2020 presidential candidate John Hickenlooper: China was already 'at the table' before Trump's risky tariff war

2020 presidential candidate John Hickenlooper: China was already 'at the table' before Trump's risky tariff war·CNBC
  • Former Colorado Gov. John Hickenlooper, a 2020 presidential candidate, says President Trump's tariffs on Chinese goods don't deserve any credit for bringing Beijing to the negotiating table.

  • "They were at the table," Hickenlooper tells CNBC. "They were ready to negotiate, and there was a give-and-take."

  • Hickenlooper says he doesn't think "anyone's really taking into account" the risk of alienating U.S. allies as a result of a trade war.

Former Colorado Gov. John Hickenlooper, a 2020 presidential candidate, said Thursday that President Donald Trump's tariffs on Chinese goods don't deserve any credit for bringing Beijing to the negotiating table.

Hickenlooper, one of the nearly two dozen Democrats vying for the chance to unseat Trump in the 2020 election, said that China had been willing to negotiate before Trump resorted to slapping import duties on billions of dollars worth of Chinese goods.

"They were at the table," Hickenlooper said of China on CNBC's "Closing Bell."

"They were ready to negotiate, and there was a give-and-take," Hickenlooper added, while noting that "maybe we weren't going as fast we wanted."

Rising trade tensions between the U.S. and China, long waged behind closed doors, appeared to boil over in mid-May , with both sides digging in their heels on points of disagreement. Trump claimed Thursday that China "broke the deal," though he also said that country "would love to make a deal" with the U.S.

Trump, who has long argued that the U.S. will ultimately win a trade war with China, said the recently hiked tariffs on Chinese goods "are having a devastating effect on China."

Hickenlooper disagreed and said he doesn't think "anyone's really taking into account" the risk of alienating U.S. allies as a result of a trade war.

"In the same way that our policies toward Iran ... isolate them again, now some of our allies are finding different ways to trade so they're not using U.S. dollars as a medium for trade," Hickenlooper said.
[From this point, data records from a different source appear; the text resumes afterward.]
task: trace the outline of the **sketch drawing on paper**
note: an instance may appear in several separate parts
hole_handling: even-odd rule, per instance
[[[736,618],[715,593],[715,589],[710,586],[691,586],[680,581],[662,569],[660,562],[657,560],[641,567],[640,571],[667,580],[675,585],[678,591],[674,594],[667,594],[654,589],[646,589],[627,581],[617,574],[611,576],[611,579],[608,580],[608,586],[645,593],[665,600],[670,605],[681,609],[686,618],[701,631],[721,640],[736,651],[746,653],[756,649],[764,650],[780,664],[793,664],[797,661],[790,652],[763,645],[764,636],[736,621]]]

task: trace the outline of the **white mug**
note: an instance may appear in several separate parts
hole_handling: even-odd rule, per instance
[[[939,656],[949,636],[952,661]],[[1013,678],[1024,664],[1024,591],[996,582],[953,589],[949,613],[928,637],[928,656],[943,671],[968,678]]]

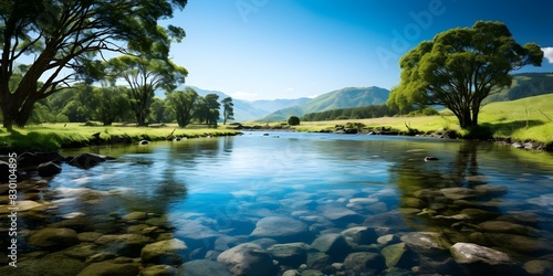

Hickenlooper said he was "certainly not going to argue that China didn't cheat on international agreements" by stealing intellectual property as the U.S. has long alleged. "You can't let that go on," he said.

But "the risk here is pretty darn high," he added.

"When you look at some of these electronics companies and how they're having to rebuild their supply chains because of these tariffs, these are ... supply chains that were designed to create jobs in the United States," Hickenlooper said. "And now those jobs are probably moving away, moving out of the country forever."